The previous highest was recorded in 2013-14 when Bangladesh Bank bought $5.15 billion from local banks.
If the economic recovery does not pick up at the optimum level from coming June, the government should think of doing something about the ongoing remittance inflow, said the three MDs wishing not to be named given the sensitivity of the matter.
Mansur said remittance has already helped the foreign exchange reserve to surpass $43 billion, but it is time for the authority concerned to rethink the issue.
“The remittance, which are now being sent, is not actual remittance.

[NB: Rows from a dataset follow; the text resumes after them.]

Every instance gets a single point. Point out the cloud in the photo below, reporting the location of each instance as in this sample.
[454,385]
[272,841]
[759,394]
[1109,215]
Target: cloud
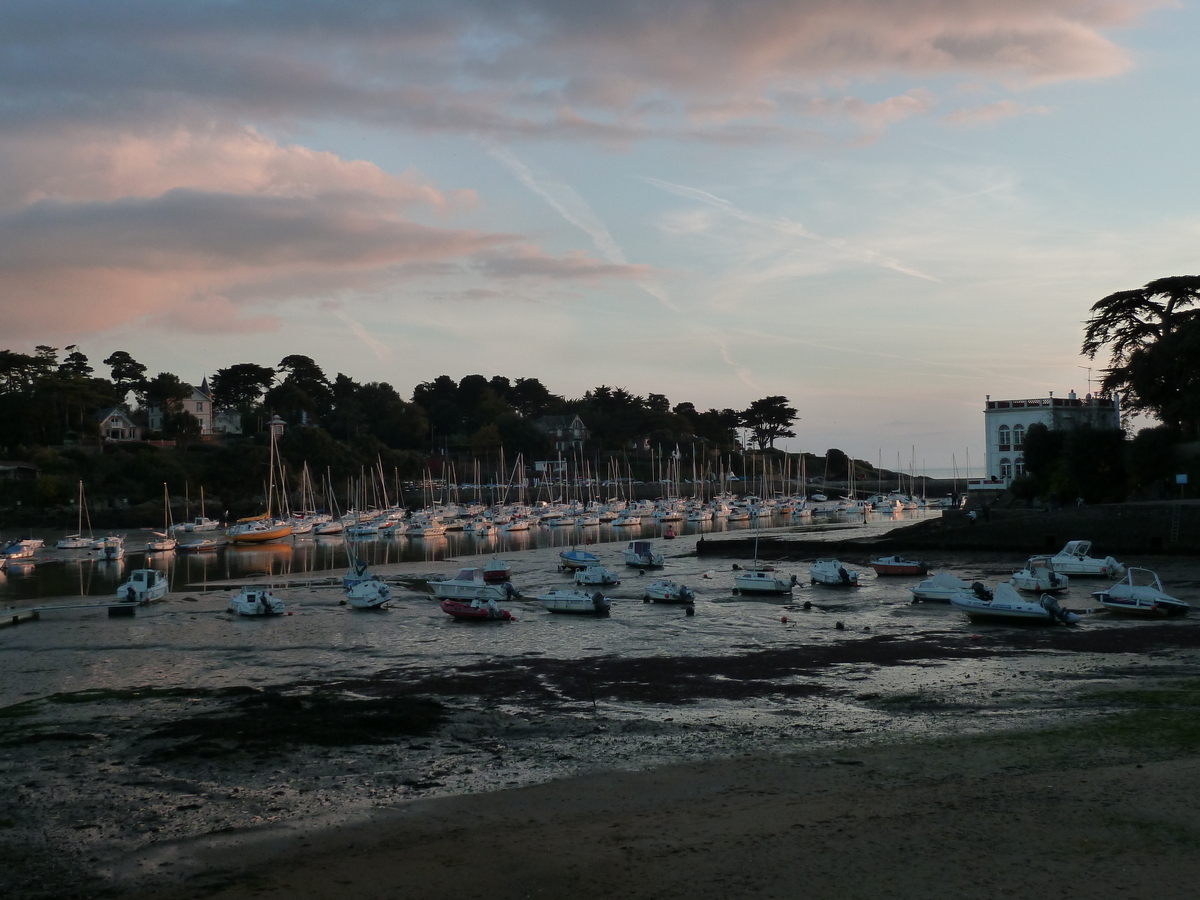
[616,72]
[575,265]
[991,113]
[841,250]
[201,231]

Rather, a large amount of remittance is flowing into the country in the form of portfolio investment by expatriate Bangladeshis,” he said.
A portfolio investment is ownership of a stock, bond, or other financial asset with the expectation that it will earn a return or grow in value over time, or both.
The majority of developed nations are in a deadlock of zero per cent interest rate due to the financial meltdown and it will take them a couple of years to get back from the zero per cent rate.
“The expatriate Bangladeshis are now getting a better interest rate on the deposits kept in the local banks than from the lenders in places they live in,” Mansur said.
Remittance hit an all-time high of $21.74 billion last year, posting a magnificent year-on-year growth of 18.59 per cent.
The government may think of reducing the 2 per cent cash subsidy against funds remitted by expatriate Bangladeshis, if the excess liquidity cannot be managed in time, Mansur said.
Shah Md Ahsan Habib, a professor at the Bangladesh Institute of Bank Management, said the central bank should not mop up the excess liquidity from the central bank until the economic recovery gains the full-fledged momentum.
“Both the government and the central bank should give their utmost importance to boost credit demand, which will reduce the pressure from the excess liquidity,” he said.
The year-on-year credit growth stood at 8.21 per cent in November, down 8.61 per cent from that a month earlier.
The credit growth in November is the lowest since 2008 at least. Bangladesh Bank’s data goes as far back as 2008.
Monzur Hossain, research director of the Bangladesh Institute of Development Studies, said the central bank should mop up the excess liquidity from banks right now in the interest of depositors.
He argues that the economy would face trouble if money does not circulate properly.